Problem mit Fußgängern und Zweispurigkeit

Leserbrief vom 11. März 2019 - 13:18

Zum Artikel "Entzerrt ein Doppelkreisel den Elbenplatz" vom 8. März

Die Idee mit einem Doppelkreisverkehr hat was, aber ein ganz großes Problem werden die Fußgänger sein, die in der Mitte die Straßenseite wechseln sollen.

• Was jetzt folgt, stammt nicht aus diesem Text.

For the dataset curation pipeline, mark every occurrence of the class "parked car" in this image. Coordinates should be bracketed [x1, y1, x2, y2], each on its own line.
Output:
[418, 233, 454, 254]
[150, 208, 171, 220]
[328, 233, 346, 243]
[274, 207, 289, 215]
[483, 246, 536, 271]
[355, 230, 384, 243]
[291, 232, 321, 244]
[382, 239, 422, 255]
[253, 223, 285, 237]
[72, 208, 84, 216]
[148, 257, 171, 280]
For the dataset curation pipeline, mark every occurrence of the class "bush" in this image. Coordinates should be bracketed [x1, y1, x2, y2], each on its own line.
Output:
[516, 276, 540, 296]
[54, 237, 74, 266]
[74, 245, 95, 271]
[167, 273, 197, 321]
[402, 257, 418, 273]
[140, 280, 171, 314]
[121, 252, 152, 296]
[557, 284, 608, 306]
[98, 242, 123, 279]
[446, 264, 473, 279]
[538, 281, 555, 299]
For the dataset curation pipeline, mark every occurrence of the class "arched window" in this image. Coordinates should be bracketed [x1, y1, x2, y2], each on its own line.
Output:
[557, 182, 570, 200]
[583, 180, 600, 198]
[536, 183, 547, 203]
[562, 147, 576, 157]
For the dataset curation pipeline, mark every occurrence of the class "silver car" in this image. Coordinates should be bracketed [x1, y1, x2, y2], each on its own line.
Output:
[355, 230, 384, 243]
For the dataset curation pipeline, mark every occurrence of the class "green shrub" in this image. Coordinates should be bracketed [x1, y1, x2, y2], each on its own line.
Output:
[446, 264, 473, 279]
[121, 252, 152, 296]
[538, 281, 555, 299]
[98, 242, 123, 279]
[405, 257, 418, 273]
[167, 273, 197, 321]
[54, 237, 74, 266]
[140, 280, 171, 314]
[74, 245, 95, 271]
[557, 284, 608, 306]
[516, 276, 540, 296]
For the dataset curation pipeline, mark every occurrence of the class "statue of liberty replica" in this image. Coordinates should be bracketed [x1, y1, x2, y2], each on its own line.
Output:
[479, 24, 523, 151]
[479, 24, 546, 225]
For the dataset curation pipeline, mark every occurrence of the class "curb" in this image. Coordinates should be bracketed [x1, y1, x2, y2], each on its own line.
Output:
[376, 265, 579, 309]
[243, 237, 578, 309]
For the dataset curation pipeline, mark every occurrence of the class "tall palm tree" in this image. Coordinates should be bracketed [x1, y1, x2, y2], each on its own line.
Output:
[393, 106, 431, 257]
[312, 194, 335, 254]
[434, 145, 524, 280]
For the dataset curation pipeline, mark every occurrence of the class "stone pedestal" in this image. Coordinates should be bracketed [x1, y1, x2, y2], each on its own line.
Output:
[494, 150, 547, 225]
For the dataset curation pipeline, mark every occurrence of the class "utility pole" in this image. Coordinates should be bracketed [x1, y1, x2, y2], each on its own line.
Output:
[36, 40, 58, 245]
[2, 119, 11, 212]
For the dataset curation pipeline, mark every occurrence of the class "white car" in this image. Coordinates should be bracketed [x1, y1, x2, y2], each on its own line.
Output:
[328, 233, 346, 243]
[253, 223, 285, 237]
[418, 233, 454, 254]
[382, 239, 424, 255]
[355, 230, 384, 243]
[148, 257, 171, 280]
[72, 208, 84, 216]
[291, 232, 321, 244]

Wie schlecht so etwas funktioniert, sieht man bereits heute am Elbenplatz wenn man am Unteren See über die Abbiegespur in die Poststraße möchte. Es gibt an dieser kleinen Stelle keine Ampel, die Fußgänger kommen in kleinen Grüppchen aus Richtung Poststraße über die Abbiegespur, mit dem Ergebnis, dass sich der Verkehr oftmals bis zur Tübinger Straße staut. Von daher, eine unkontrollierte Querung im Doppelkreisel bringt ein noch viel größeres Chaos. Ebenso eine Ampelregelung für die Fußgänger, weil während dieser Zeit der Verkehr in den Kreiseln komplett ruht.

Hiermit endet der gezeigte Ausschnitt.